De la Beche effigies
In the 13th century the Manor was held by the Norman family of de la Beche (after a French place name). The nine stone effigies of this family all date from the half century 1300-1350 and are unique in the country. No other parish church possesses anything like them, even in their damaged condition, and to find them in a tiny village is remarkable.

The Reverend F. Llewelyn Lloyd, vicar from 1859 to 1888, gave much thought to identifying the effigies from documents of the age and his conclusions may be taken as the most probable. The nine effigies represent five generations of the family.
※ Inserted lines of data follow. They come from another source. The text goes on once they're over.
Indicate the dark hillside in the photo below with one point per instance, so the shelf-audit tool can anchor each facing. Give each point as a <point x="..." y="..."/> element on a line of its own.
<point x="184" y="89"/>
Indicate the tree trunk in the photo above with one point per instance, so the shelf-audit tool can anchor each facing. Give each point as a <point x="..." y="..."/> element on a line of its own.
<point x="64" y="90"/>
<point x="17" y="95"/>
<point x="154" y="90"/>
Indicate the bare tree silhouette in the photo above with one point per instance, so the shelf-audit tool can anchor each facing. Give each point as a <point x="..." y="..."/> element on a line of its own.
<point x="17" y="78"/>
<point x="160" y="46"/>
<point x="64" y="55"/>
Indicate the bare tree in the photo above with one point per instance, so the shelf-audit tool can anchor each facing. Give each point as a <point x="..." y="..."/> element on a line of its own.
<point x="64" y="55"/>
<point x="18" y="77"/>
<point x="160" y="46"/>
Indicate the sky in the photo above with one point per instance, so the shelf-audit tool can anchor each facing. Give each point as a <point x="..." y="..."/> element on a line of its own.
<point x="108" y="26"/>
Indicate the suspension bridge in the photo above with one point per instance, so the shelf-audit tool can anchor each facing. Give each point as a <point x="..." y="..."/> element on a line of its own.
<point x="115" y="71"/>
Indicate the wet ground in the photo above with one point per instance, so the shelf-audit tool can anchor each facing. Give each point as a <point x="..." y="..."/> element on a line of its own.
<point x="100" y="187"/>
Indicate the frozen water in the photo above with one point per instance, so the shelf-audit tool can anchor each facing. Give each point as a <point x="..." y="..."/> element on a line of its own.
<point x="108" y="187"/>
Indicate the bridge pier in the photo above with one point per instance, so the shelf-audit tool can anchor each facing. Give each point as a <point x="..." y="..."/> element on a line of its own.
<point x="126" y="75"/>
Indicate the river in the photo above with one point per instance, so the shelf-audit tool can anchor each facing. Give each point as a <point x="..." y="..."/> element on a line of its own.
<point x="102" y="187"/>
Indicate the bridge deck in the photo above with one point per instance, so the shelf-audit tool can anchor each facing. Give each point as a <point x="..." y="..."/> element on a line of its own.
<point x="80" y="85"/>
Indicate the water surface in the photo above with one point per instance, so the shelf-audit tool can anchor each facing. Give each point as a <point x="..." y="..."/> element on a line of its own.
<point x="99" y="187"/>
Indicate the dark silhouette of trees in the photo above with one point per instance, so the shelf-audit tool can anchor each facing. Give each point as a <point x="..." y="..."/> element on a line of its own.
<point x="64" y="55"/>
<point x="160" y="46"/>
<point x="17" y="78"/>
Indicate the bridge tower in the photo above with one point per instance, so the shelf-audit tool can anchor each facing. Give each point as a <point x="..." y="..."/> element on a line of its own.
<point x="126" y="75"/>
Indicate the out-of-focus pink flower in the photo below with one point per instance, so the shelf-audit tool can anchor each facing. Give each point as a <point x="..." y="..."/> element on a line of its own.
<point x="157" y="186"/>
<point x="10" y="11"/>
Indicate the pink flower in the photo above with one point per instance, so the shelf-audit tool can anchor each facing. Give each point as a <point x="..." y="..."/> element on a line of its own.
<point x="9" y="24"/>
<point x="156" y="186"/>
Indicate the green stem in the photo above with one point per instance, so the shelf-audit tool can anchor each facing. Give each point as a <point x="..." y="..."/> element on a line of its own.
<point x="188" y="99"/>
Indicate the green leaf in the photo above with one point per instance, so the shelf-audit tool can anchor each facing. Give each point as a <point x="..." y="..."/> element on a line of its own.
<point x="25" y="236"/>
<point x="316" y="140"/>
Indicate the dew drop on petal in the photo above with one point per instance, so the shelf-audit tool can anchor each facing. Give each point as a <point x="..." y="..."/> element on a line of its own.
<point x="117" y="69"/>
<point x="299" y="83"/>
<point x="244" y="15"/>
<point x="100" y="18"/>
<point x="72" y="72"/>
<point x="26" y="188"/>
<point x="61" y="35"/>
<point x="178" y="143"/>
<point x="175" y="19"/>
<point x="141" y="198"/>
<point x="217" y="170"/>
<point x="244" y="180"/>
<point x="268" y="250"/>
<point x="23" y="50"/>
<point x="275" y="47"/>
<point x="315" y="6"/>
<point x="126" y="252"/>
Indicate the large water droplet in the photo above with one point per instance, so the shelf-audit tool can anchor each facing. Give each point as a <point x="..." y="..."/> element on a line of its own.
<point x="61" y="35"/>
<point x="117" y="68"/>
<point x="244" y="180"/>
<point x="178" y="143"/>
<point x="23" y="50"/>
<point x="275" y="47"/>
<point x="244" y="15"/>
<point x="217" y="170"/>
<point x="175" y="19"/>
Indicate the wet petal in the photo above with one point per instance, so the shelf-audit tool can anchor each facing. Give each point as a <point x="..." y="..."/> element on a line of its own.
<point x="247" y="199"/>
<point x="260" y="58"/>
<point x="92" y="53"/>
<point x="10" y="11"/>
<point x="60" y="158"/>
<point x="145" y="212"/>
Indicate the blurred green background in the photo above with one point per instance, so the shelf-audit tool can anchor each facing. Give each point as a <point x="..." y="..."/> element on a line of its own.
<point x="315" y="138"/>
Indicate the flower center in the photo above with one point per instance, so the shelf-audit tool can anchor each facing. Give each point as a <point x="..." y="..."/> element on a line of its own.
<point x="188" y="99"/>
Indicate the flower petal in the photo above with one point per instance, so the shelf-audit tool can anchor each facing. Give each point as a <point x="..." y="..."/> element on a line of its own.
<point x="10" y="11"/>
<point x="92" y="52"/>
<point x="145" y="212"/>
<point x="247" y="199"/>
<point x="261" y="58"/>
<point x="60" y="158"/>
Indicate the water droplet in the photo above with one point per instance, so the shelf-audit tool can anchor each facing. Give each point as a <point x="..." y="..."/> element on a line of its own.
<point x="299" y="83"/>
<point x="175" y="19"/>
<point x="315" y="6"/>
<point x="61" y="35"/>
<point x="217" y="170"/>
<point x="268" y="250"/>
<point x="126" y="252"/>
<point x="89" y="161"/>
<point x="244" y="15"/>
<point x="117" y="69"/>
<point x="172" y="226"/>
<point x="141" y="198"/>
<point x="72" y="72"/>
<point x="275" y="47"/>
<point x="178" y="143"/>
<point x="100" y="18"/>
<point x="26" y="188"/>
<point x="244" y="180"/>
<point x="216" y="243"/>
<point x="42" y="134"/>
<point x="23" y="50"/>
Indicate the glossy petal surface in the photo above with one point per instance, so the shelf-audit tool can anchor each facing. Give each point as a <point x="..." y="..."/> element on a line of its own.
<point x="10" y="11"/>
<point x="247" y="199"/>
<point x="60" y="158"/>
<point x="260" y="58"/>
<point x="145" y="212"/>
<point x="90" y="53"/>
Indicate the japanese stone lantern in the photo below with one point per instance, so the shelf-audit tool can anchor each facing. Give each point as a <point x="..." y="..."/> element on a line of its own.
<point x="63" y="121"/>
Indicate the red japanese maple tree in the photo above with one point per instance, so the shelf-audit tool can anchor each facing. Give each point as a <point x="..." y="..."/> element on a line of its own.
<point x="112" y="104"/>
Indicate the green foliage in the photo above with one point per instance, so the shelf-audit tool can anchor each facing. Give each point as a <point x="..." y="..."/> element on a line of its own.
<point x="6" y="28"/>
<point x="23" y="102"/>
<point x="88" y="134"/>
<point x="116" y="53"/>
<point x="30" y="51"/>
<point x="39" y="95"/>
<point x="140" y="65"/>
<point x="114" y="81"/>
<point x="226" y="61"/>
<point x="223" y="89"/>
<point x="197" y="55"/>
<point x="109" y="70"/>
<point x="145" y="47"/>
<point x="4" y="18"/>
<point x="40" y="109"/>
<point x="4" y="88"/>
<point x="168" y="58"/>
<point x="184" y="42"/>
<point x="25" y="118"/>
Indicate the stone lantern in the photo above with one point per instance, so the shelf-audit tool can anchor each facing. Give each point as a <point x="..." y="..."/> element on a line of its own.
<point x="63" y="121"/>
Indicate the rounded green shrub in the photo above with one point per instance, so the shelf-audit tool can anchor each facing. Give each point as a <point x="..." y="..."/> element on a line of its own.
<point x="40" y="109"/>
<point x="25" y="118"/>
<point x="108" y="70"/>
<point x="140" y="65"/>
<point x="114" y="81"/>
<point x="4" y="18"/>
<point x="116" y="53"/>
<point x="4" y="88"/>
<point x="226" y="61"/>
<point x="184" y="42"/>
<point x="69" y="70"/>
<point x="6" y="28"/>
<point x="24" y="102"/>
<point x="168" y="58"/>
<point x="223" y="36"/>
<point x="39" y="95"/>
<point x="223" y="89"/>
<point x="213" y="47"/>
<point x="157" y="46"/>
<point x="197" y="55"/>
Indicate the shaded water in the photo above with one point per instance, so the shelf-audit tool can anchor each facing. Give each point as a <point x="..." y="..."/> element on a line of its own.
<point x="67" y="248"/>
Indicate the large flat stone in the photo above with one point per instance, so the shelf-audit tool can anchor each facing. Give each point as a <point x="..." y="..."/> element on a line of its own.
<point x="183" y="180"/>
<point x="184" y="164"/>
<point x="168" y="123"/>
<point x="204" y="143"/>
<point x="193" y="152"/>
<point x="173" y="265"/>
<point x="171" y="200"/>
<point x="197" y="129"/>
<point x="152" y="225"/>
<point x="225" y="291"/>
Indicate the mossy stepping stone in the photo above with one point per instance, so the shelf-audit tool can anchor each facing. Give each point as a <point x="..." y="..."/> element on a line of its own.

The splendid figure lying on its side is Sir Philip de la Beche, valet to King Edward II. If he really was as big as that he was indeed a giant! The statues are popularly known as the “Aldworth Giants”. It is possible that the dwarf is deliberately put at his feet to emphasise the contrast. The other eight are those of his grandfather, father, wife, three sons, Lady Isabella, wife of his eldest son Sir John, and a son of these two who died young. Lord Nicholas, in the centre, was a leading figure of the early years of Edward III, Seneschal of Gascony, Constable to the Tower of London, and custodian of the Black Prince as a child. It is presumed that he and Lady Isabella built the south aisle about the year 1340, turning the south wall into an arcade. The south aisle is a little wider than the nave, an unusual feature.